Description :
Year of Experience : 5 to 7 Years
Location : Hybrid, Pune
Shift Timings : 02 : 30 PM to 11 : 30 PM (Mon-Fri)
Department : Information Technology
At ChiStats, were building the data foundation that powers the next generation of commercial insurance experiences. As a Senior Data Engineer, you will design, build, and maintain scalable data pipelines and services that support analytics, machine learning, and emerging AI applications.
You will work closely with ML, product, and platform teams to ensure that high-quality, reliable data flows into the systems that drive intelligent decision-making. While your core expertise will be in data engineering, you will also work with modern AI/ML and GenAI technologies with an expectation of basic understanding and a willingness to learn and grow in these domains.
What Youll Do :
Core Data Engineering Responsibilities (Primary Focus) :
- Architect and implement large-scale data pipelines using Python and Java.
- Design and maintain ETL/ELT workflows, supporting analytics, operational systems, and ML pipelines.
- Build optimized data models and work with relational (PostgreSQL) and document databases (MongoDB).
- Develop and scale data microservices and APIs using Python or Java.
- Implement data quality checks, monitoring, and data reliability best practices.
- Optimize the performance of large data processing pipelines through parallelization, batching, and caching strategies.
AI/ML/GenAI Collaboration (Secondary, Learning-Oriented) :
- Work with ML engineers to understand data needs for model training, feature engineering, and inference pipelines.
- Contribute to building foundational components of RAG pipelines, embeddings, and vector storagewith guidance from AI systems engineers.
- Understand basics of LLMs, embeddings, and vector databases (Pinecone, Weaviate, FAISS, etc.).
- Assist in integrating AI-based search, summarization, or automation features into data workflows.
- Participate in upskilling programs and cross-team learning to grow your GenAI and AI engineering capabilities.
Platform, DevOps & CI/CD (Awareness-Level) :
- Work with DevOps teams to implement CI/CD for data pipelines (AWS, Kubernetes, Terraform, etc.).
- Understand provisioning, monitoring, and observability for data systems.
- Contribute to infrastructure-as-code practices in collaboration with the platform team.
Leadership & Ownership :
- Provide mentorship to junior data engineers.
- Lead problem-solving sessions and troubleshoot data pipeline issues within defined SLAs.
- Collaborate actively with product, ML, and engineering teams to ensure data readiness.
Skills & Qualifications :
Must-Have (Core Competencies) :
- Bachelors/Masters degree in Computer Science, Data Engineering, or related field.

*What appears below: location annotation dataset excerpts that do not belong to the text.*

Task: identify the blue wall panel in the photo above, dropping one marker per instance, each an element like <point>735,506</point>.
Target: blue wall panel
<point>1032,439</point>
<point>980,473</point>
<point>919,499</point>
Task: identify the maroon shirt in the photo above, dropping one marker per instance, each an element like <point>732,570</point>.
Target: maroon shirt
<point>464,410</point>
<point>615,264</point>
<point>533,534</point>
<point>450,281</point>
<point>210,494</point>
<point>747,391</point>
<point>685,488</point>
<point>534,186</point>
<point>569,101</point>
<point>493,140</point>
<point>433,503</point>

- 5+ years of experience in data engineering, with strong production-level delivery experience.
- Expert-level proficiency in Python and strong experience with Java.
- Deep experience with data modeling, ETL pipeline design, and workflow orchestration (Airflow, Prefect).
- Hands-on experience with PostgreSQL and MongoDB.
- Strong grasp of distributed systems, microservices, and high-performance data processing.
Nice-to-Have (Awareness-Level) Willingness to Upskill :
- Exposure to LLMs, embeddings, and AI/ML concepts.
- Basic understanding of vector databases (Pinecone, FAISS, Weaviate, Chroma).
- Familiarity with prompt engineering, GenAI concepts, RAG pipeline basics.
- Understanding of AI agent frameworks (LangChain, LlamaIndex, CrewAI, etc.).
- Working knowledge of AWS services, Kubernetes, or data pipeline CI/CD.
Preferred (Not Mandatory) :
- Experience in insurance, fintech, or regulated data environments.
- Experience supporting ML or GenAI-driven products.